Sunday, July 08, 2012

Schools might as well tell students who to vote for

The draft shape of the National Curriculum's ''civics and citizenship'' subject was released last month.  It is blatantly ideological.  It displays its progressive, left-of-centre politics like a billboard.

The National Curriculum was announced by Julia Gillard in 2008 and is forecast to be implemented in Victoria and New South Wales sometime after next year.  The curriculum authority is rolling out one subject at a time.

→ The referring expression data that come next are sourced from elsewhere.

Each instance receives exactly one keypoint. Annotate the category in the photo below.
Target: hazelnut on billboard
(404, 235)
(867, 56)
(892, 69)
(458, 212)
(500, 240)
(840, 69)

But from the start, the curriculum's politics were obvious.  In its own words, the National Curriculum will create ''a more ecologically and socially just world''.  The phrase ''ecological justice'' is rarely seen outside environmental protests.  Social justice is a more mainstream concept, but it's also solidly of the left — it usually refers to ''fixing'' inequality by redistributing wealth.

Civics is a small subject in the curriculum, but a crucial one.  The National Curriculum wants to sculpt future citizens out of today's students.  So the emphasis civics places on certain political ideas will echo through Australian life for decades.

And when a group of education academics try to summarise the essential values of our liberal democracy, we should pay attention.  After all, they hope to drill them into every child.

So what are our nation's values?  According to the civics draft, they are ''democracy, active citizenship, the rule of law, social justice and equality, respect for diversity, difference and lawful dissent, respect for human rights, stewardship of the environment, support for the common good, and acceptance of the rights and responsibilities of citizenship''.

It's quite a list.  Some of the values, such as democracy and the rule of law, we all should agree on.  But most are skewed sharply to the left.

Where, for instance, is individual liberty?  The curriculum describes Australia as a liberal democracy but doesn't seem comfortable with what that means:  a limited government protecting the freedom for individuals to pursue their own lives.

Conservatives should be troubled that ''tradition'' is absent from the civics draft.  Our democratic and liberal institutions are the inheritance of centuries of experiment and conflict.  To respect tradition is to value those institutions.  Yet tradition only pops up when the civics draft talks about multiculturalism.  It's part of ''intercultural understanding''.  In other words, we are merely to tolerate the traditions of others, not value our own traditions.

And liberals should be appalled at the emphasis on ''civic duty''.  The curriculum could have said that individuals and families living their own lives in their own way is virtuous in itself.  After all, people who do things for others in a market economy contribute to society as much as the most passionate political activist.

But instead the civics subject will pound into children that they should work for international non-profit groups in order to pursue ''the common good''.

This may be uncontroversial to the left, but it is political dynamite.  Liberals are sceptical of the common good because throughout history it has been used to justify nationalism, oppression, militarism, intolerance and privilege.  It's one of the reasons liberals support small government.  But the common good has been tossed absent-mindedly into the civics draft, alongside that other vague and loaded concept, social justice.

It gets worse.  The suggestion we have a duty to be ''stewards'' of the environment comes straight from green political philosophy.  It reduces humans to mere trustees of nature.  This directly conflicts with the liberal belief that the Earth's bounty can be used for the benefit of humanity.

Politics drenches the entire curriculum.  Three ''cross-curriculum priorities'' infuse everything from history to maths.  They are:  sustainability, engagement with Asia, and Aboriginal and Torres Strait Islander histories and cultures.

Perhaps on first glance the priorities don't seem too political.  But the history curriculum will offer perspectives on ''the over-use of natural resources'' and ''the global energy crisis''.  The English curriculum will teach students how to ''advocate ... actions for sustainable futures''.  The ideology here is so flagrant teachers might as well just tell the kids who to vote for.

And imagine the priorities were, instead, material progress, the Australia-US alliance and British culture.  There would be an uproar.  Progressives would line up to condemn the curriculum's reactionary politics.  Remember the outrage over conservative bias in John Howard's citizenship test?  And that was just for migrants.  The curriculum is for every Australian child.

The irony is that this iteration of the National Curriculum wasn't Labor's idea.  The Howard government set the ball rolling.  The Coalition was unhappy about how terribly left-wing state curriculums were.

So people who are pleased with the curriculum as it stands should think how it could be when an Abbott government takes over.  We may hear again the same dark warnings about ideologues taking over the education system that we heard during the Howard years.

In theory, teaching all students the virtues of liberal democracy is a good idea.  But if educationalists can't do so without imposing their own political values, we may be no better off than when we started.